= Thrall Car Manufacturing Company =

Rolling stock manufacturer

Thrall Car Manufacturing Company was a manufacturer of railroad freight cars in Chicago Heights, Illinois from 1917 to 2001. The company was sold to Trinity Industries in 2001.

==Company history==
A.J. Thrall established the Union Wagon Company in 1916, selling used and reconditioned rail car components. This became the Thrall Car Manufacturing Company in 1917. By mid-century, under the leadership of Richard L. Duchossois and Jerome Thrall the company focused on building specialized freight cars, such as high-cube boxcars for auto parts, all-door boxcars for building products, gondolas, rotary-dump gondolas for coal, bulkhead flatcars and centerbeam flatcars for lumber, double-stack container cars, covered hoppers, autorack cars and single-level trailer cars. In the 1980s, Thrall acquired five competing railcar manufacturers, including autorack builders Whitehead & Kales and Portec, and became the largest such manufacturer of these cars in the United States. In 1984, Duchossois purchased the remaining shares of the company owned by the Thrall family, and the company then operated as part of Duchossois Industries. In the 1990s, Thrall had a production capacity of over 16,000 freight cars per year, with more than 3,000 employees.

From 1997 until 2002, Thrall manufactured wagons at the York Carriage Works in England. In 2000, Thrall acquired the railway vehicle manufacturer ČKD Vagonka Studénka (Czech Republic), renamed Thrall Vagonka Studénka, a.s.. (In 2006 Trinity Industries sold off its European operations to International Railway Systems)

The closely held company was sold to Trinity Industries, based in Dallas, Texas, in 2001. The company was subsequently renamed Trinity Rail Group, LLC.

==Products==
Thrall was mainly a freight car fabrication and assembly operation. Additional car types manufactured included boxcars and gondolas. Most cars were designed for standard gauge interchange service on AAR-approved railroads within North America. Many tri-level autoracks built by Thrall exist today, identifiable by the blue Thrall rectangle logo present on either the extreme right or left end of the car side. Cast or forged parts, such as grab irons, trucks, axles, and wheels, were purchased from suppliers from the Chicago area.

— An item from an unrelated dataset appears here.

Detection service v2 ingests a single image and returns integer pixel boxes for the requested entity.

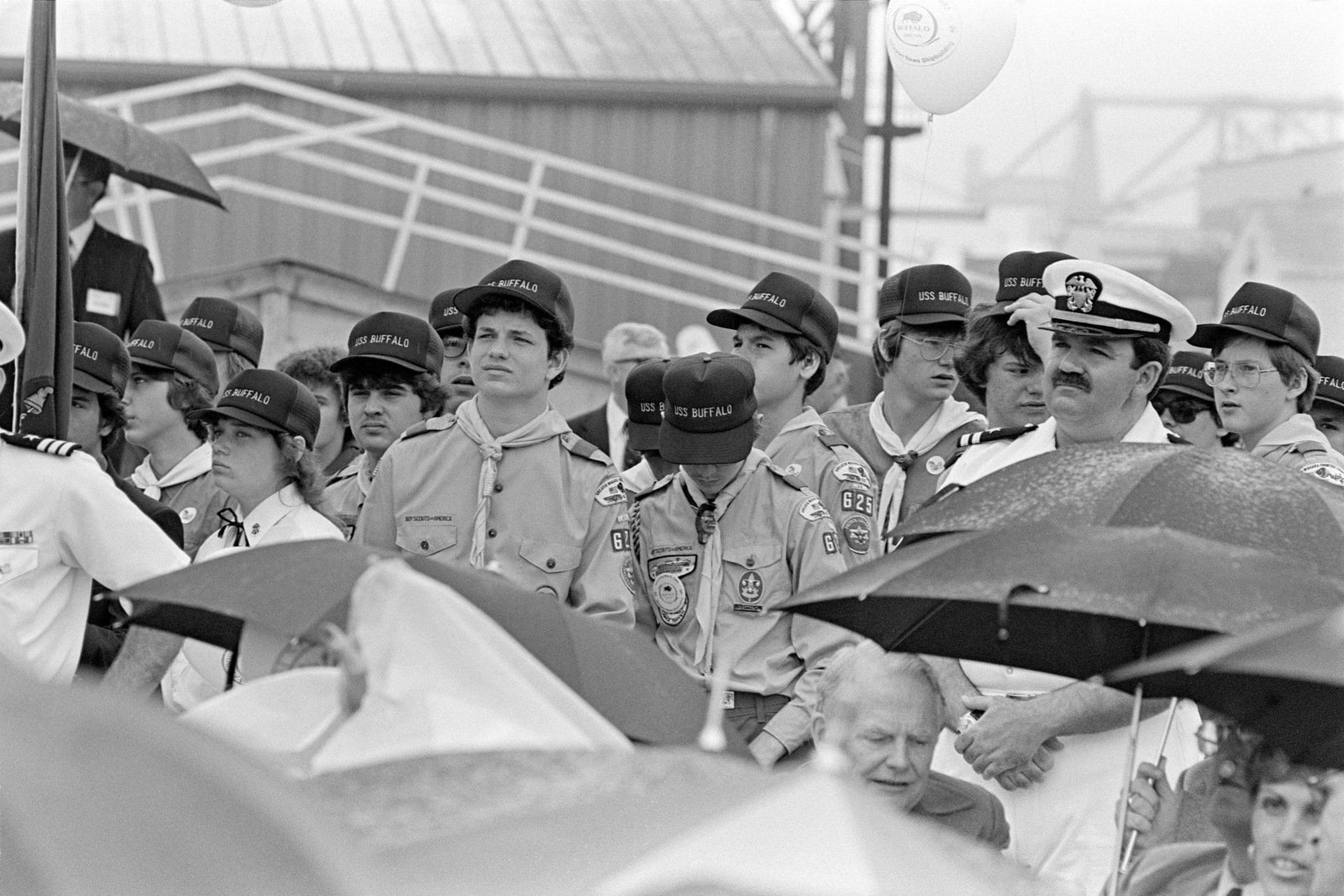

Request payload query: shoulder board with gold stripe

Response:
[957,423,1037,448]
[0,432,79,457]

==Manufacturing locations==
- Chicago Heights Plant No. 1. Original plant at 26th street. Includes a plant office, main factory, and outdoor crane. This plant was served by the Union Pacific.
- Chicago Heights Plant No. 2. 1964 plant at 26th and State Street. This was headquarters at the sale to Trinity. The site includes an office, assembly building, paint shop, fabricating building, and jig/fixtures facility, as well as outdoor cranes. The plant was served by Union Pacific and Elgin, Joliet & Eastern Railway.
Both of the Chicago Heights facilities have been redeveloped.

- Cartersville, Georgia plant. Still owned by Trinity Industries.
- Clinton, Illinois plant.
- Harvey, Illinois, Parts Depot. Sometimes described as Phoenix, Illinois.
- Winder, Georgia plant. This plant operated with a peak employment of over 1,000 in 1998–1999, but a dramatic downturn in the economy led to the closing of the plant and layoffs of all employees. Although the layoffs were termed "temporary," the plant never reopened under Thrall's ownership. Following the purchase by Trinity Industries the plant reopened, operating at a much smaller level until 2020 where it was mothballed. This facility was sold in 2022 and purchased by Metal Benderz.
- Additional plants were located in the United Kingdom, and the Czech Republic.